Let’s look at another set of examples which will help us establish that the segmentation maps are consistent with the Grad-CAM visualizations. Consider the above image. Given an image of people very close to each other, semantic segmentation does a single mask as usual, nothing fancy. However, instance segmentation failed to identify the instances as 2 separate entities. Grad-CAM and Grad-CAM++ maps too show a singular attention at the center of the image, rather than 2 separate focus maps as shown in the car and the boat cases we discussed above. This shows that Grad-CAM and Grad-CAM++ visualizations are consistent with the Segmentation maps output.

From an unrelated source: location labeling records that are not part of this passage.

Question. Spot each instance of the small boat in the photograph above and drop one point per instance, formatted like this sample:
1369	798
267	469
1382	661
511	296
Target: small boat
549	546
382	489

Let’s look at another image, an image of skunks. Since skunks do not belong in the 20 categories on which the Semantic Segmentation models are trained on, we observe that DeepLabv3 and FCN classify most of it as background except a coarse patch. However, once again, instance segmentation fails to uniquely mask the 2 animals and considers it as 1, supposedly assuming the left skunk to be the original one with its head and the body spreading across the right half of the image. This can be verified by the CAM visualizations on the right where both images show attention given to the left skunk. We can clearly conclude from these two instances that entities which are too close to each other of the same category sometimes becomes hard for the network to be distinguished. In our case, the humans and the skunks were too close to be considered as a separate entity.

Lastly, one final image just for concluding our observations. An image of both the human and a horse. If 2 separate entities are given, are segmentation and CAM maps consistent. As can be seen, both Semantic and Instance maps uniquely mask both separate entities. However, if you notice Grad-CAM and Grad-CAM++ both highlight the horse since it identifies it as the horse. This is quite accurate considering that Grad-CAM and Grad-CAM++ were trained on 1000 IMAGENET categories and can classify a human, while Instance segmentation was only trained on 80 categories. The models are interpretable and their behaviour seems to be consistent with that the network sees.

The above three decisive observations are particularly trustworthy, since we used ResNet-101 for our Grad-CAM and Grad-CAM++ visualizations. If you do recall, our segmentation models too had ResNet backbone architecture and hence the results seem to be explainable in itself.